Scholar and cultural critic Rey Chow will deliver the Humanities Council’s second Spring 2025 Gauss Seminar in Criticism on April 22-23. Her two-day visit to Princeton, under the general title “Critique and Contemporary Global Geopolitics,” will include a public lecture and a lunch workshop.
Chow’s lecture, “Liberal Democracy versus Totalitarianism? Misleading Terms of the New Cold War,” will be held on Tuesday, April 22 at 5 pm in Betts Auditorium. The talk will examine the conventional polarization of the terms “liberal democracy” and “totalitarianism” and how this polarization has shaped the argumentative form and thrust of many Euro-American discussions about contemporary geopolitics. The lecture is open to the public.

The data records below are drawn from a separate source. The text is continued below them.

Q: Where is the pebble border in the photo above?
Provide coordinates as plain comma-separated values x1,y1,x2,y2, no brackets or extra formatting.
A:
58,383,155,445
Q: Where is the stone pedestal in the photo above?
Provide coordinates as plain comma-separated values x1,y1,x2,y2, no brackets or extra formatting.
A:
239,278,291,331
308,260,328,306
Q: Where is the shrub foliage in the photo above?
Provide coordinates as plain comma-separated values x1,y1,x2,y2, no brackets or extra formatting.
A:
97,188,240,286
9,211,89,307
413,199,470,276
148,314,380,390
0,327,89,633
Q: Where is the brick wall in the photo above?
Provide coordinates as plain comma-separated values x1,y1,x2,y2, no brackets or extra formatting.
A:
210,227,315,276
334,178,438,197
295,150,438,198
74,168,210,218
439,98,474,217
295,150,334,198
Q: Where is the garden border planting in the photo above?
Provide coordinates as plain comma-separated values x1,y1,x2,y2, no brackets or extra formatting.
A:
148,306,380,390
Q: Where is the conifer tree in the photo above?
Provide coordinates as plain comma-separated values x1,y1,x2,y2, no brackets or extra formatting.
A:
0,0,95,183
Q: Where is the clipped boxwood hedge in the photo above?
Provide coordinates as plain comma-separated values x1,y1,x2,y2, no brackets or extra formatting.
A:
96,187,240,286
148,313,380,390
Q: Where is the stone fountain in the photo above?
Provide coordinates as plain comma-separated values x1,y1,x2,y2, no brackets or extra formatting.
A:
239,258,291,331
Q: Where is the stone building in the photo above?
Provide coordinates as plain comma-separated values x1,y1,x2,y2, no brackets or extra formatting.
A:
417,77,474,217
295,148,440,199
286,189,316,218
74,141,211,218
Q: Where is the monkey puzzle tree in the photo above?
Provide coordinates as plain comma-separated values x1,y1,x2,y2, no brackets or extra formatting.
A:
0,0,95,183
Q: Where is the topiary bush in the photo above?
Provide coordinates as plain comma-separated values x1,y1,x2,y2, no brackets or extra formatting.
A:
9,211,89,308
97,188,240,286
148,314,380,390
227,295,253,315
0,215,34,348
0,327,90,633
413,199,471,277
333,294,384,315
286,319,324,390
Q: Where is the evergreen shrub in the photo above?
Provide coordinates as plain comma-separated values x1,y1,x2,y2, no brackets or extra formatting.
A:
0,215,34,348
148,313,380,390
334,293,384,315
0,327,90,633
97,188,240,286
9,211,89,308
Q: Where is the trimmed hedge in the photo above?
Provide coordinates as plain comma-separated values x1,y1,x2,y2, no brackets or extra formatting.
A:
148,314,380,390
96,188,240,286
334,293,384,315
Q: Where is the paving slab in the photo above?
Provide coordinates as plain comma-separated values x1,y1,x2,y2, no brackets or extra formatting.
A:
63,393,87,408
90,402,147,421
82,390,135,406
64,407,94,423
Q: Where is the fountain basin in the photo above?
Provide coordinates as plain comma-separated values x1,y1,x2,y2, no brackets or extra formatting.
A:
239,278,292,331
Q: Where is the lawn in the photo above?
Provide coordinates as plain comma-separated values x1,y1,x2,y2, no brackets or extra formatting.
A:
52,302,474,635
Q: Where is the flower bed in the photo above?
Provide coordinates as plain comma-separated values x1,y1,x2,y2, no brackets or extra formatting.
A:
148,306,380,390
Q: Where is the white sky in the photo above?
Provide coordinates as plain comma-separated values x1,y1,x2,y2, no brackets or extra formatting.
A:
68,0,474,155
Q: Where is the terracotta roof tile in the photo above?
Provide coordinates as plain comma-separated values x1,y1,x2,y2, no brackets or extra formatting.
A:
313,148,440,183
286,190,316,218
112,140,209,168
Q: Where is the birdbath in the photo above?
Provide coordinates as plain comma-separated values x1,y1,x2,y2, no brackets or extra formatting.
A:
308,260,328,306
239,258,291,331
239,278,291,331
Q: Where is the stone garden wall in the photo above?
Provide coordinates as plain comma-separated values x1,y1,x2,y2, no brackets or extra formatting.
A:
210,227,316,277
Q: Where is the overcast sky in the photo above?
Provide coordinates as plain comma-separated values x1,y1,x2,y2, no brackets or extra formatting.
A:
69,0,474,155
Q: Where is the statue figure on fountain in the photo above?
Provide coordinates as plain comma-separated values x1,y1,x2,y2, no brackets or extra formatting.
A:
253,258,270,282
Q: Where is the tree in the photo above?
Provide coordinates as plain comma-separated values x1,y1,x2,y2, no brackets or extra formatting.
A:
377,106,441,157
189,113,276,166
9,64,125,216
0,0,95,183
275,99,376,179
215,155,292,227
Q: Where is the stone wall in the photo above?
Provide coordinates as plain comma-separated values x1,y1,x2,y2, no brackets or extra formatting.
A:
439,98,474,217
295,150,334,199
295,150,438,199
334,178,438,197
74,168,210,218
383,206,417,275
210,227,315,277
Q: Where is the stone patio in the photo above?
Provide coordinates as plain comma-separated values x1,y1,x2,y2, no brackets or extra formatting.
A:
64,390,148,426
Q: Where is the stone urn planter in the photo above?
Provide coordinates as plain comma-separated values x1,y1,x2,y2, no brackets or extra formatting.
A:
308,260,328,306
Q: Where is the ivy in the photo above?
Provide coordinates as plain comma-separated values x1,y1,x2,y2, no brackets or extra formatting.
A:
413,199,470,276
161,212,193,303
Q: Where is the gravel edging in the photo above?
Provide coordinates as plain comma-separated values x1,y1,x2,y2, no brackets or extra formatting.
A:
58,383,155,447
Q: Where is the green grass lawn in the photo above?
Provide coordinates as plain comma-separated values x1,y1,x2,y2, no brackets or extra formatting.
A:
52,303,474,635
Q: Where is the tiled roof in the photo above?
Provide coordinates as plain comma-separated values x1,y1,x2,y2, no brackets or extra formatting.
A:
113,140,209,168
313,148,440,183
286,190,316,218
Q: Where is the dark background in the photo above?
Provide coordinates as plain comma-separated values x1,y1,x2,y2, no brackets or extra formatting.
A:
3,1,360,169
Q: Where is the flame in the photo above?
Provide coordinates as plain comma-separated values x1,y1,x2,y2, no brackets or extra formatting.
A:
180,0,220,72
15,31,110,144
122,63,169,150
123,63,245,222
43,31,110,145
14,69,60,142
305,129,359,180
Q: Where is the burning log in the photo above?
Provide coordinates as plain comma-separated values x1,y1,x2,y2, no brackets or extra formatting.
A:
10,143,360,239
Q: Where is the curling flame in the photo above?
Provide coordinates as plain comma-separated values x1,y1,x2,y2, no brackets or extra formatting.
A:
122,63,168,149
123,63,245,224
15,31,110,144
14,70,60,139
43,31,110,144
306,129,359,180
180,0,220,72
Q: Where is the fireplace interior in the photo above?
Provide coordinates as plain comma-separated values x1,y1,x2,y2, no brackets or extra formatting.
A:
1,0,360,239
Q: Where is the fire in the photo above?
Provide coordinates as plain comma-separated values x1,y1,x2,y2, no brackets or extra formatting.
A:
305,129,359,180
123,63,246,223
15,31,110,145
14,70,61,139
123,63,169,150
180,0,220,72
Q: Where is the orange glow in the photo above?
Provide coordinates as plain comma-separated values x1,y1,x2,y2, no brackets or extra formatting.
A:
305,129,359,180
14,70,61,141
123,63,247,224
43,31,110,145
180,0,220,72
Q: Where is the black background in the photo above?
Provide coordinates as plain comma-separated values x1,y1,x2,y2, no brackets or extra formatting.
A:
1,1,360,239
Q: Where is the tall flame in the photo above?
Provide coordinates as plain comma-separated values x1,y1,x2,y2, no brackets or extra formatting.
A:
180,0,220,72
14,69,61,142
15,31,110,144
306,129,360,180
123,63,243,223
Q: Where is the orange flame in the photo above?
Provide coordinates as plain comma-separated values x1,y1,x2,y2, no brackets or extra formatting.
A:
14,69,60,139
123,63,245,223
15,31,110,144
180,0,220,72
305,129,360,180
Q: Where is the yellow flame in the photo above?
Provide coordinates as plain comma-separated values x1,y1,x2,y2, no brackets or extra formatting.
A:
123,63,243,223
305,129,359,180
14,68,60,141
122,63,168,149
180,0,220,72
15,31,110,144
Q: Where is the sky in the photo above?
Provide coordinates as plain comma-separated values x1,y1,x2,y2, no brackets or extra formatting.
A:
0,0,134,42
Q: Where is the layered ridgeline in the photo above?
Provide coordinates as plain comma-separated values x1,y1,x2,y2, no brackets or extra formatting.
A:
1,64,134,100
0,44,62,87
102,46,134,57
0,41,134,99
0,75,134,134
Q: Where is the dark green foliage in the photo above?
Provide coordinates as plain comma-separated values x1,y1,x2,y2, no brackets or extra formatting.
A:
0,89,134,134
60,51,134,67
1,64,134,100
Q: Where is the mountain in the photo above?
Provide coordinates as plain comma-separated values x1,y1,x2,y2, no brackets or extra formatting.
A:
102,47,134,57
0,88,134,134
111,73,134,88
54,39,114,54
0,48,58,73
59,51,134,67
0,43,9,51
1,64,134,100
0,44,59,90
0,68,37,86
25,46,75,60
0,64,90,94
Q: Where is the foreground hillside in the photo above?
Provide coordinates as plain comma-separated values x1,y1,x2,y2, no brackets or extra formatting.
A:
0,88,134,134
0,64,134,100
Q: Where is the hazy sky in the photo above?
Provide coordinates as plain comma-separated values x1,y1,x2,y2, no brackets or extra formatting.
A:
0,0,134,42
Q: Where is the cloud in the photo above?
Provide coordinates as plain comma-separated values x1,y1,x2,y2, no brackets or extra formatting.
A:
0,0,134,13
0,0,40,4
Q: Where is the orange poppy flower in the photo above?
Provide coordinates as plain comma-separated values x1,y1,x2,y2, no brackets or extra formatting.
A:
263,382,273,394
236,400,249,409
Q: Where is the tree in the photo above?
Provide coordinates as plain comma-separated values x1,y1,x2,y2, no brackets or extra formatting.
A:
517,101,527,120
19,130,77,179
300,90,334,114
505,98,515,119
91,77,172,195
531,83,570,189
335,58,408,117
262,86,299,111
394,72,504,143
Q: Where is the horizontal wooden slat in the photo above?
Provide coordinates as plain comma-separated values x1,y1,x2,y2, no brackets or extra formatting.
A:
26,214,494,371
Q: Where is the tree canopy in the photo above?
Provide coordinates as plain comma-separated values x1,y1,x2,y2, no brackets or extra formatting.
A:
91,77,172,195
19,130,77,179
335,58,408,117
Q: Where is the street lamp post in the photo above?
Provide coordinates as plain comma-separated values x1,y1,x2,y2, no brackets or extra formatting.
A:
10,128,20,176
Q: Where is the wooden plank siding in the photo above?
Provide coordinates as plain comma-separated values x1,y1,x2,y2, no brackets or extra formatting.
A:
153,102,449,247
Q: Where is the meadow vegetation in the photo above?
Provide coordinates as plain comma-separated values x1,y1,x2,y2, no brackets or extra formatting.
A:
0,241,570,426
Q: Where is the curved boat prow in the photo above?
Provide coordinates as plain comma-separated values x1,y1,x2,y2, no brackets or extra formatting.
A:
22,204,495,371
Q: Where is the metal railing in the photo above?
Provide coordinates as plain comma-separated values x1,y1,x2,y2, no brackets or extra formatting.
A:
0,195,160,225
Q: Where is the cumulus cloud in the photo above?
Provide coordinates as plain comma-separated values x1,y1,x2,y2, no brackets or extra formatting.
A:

Chow’s visit will continue on Wednesday, April 23 with a lunch seminar titled “Critique beyond the Euro-American World: Limits and Possibilities.” The seminar will examine several of Chow’s recent publications and explore the controversy of critique as a post-Enlightenment intellectual practice. RSVP is required for this discussion, which is open only to members of the University community.
Chow is the Andrew W. Mellon Distinguished Professor of the Humanities at Duke University. The author of over 120 publications, Chow’s research focuses on theoretical, interdisciplinary, and textual analyses. She specializes in studying cultural forms through language, image, and sound, as well as in the discursive encounters among modernity, postcoloniality, sexuality, and ethnicity.
Instituted in 1949 in honor of Dean Christian Gauss, the Gauss Seminars in Criticism provide a forum for discussion, study, and the exchange of ideas in the humanities.